Copyright (c) 2002 by Deborah A. Brown.
A Buddhist's Mission
What prompts Hsin Tao's obsession to educate both the people of Taiwan and the international public in the foundations of religious knowledge?
Born in 1948 in Burma, Hsin Tao was orphaned at four. In the post-World War II period along the Chinese-Burmese border, he witnessed his father's brutal killing and was abandoned by his mother. Between the ages of four and eight, he lived hand-to-mouth, and at nine was persuaded to join a guerrilla army unit by the promise that he would be taught to read. As a child soldier, he moved with troops from upper to lower Burma, encountering slaughter by the Burmese army and rampant violence by indigenous tribes.
Fate, however, looked favorably on Hsin Tao. At thirteen, he left northern Thailand for Taiwan together with remnants of the Chinese Nationalist army, and learned of the heavenly Buddhist Bodhisattva Guanyin--Guanyin meaning "Hearer of the World's Cries." He later recalled, "It was like hearing the name of a fairy godmother saving me from the deep waters and hot fires."
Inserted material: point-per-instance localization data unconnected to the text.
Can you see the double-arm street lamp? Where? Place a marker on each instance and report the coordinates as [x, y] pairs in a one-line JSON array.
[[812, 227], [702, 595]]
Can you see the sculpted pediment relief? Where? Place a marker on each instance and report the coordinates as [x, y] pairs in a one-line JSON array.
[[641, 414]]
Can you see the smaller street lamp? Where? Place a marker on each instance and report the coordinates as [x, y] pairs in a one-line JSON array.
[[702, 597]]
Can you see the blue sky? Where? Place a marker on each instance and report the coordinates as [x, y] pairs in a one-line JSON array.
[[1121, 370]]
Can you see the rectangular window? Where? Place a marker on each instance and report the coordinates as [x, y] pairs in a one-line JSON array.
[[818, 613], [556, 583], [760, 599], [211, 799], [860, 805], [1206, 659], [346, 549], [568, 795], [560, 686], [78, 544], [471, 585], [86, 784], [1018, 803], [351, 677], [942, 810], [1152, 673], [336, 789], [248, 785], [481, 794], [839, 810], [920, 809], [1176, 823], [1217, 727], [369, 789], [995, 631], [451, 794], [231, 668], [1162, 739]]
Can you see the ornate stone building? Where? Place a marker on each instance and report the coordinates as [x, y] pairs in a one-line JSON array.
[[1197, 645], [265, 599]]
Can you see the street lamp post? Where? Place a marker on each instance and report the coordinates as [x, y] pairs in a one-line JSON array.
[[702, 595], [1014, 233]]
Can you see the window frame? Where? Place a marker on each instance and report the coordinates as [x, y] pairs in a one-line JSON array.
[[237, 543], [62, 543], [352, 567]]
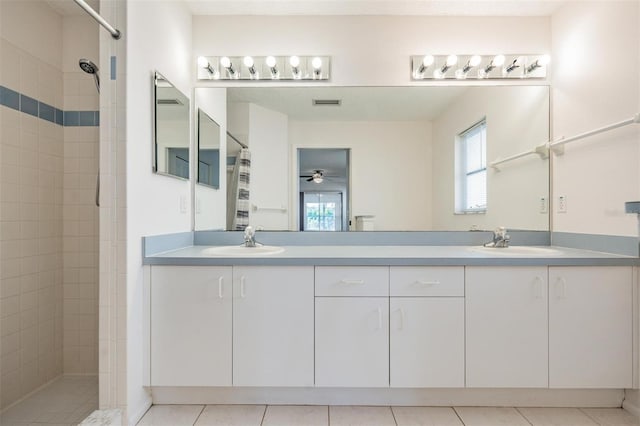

Like Siddhartha Guatama, the historical Buddha (c. 563-483 BC), Hsin Tao as a young man was troubled by the suffering he had seen, prompting him to question the meaning of human existence. He traveled widely to consult with famous masters and at twenty-five tonsured as a Buddhist monk. Choosing harsh asceticism as a path to spiritual cultivation, at twenty-six he sought enlightenment through a decade of solitary living in dilapidated temples, a crematorium pagoda, and cemetery tombs. What others might regard as ghoulish allowed Hsin Tao to confront the central questions of life and death.
Still unsatisfied, however, Hsin Tao retreated to a small cave on Lingjiou Mountain near Fulung in Taipei County for two years, further purifying himself spiritually by living on as little food, drink, and sleep as possible to reinforce his meditation. Consuming only water and nine pills of a secret Chinese herbal concoction each day, he weakened to a startling state of skin and bones. But through this regimen of insight through deprivation, Hsin Tao professes finally to have attained spiritual liberation.
Again like Siddhartha Guatama, who abandoned his previous life to seek answers and after becoming the Awakened One returned to society to proselytize his findings, Hsin Tao at the age of thirty-six reentered society from his own Great Going Forth, dedicated to becoming a spiritual leader and world teacher. The Wu Sheng Monastery that he established at the peak of Lingjiou Mountain is watched over by an imposing statue of Guanyin, the feminine bodhisattva reservoir of compassion and mercy, which she beams to the world.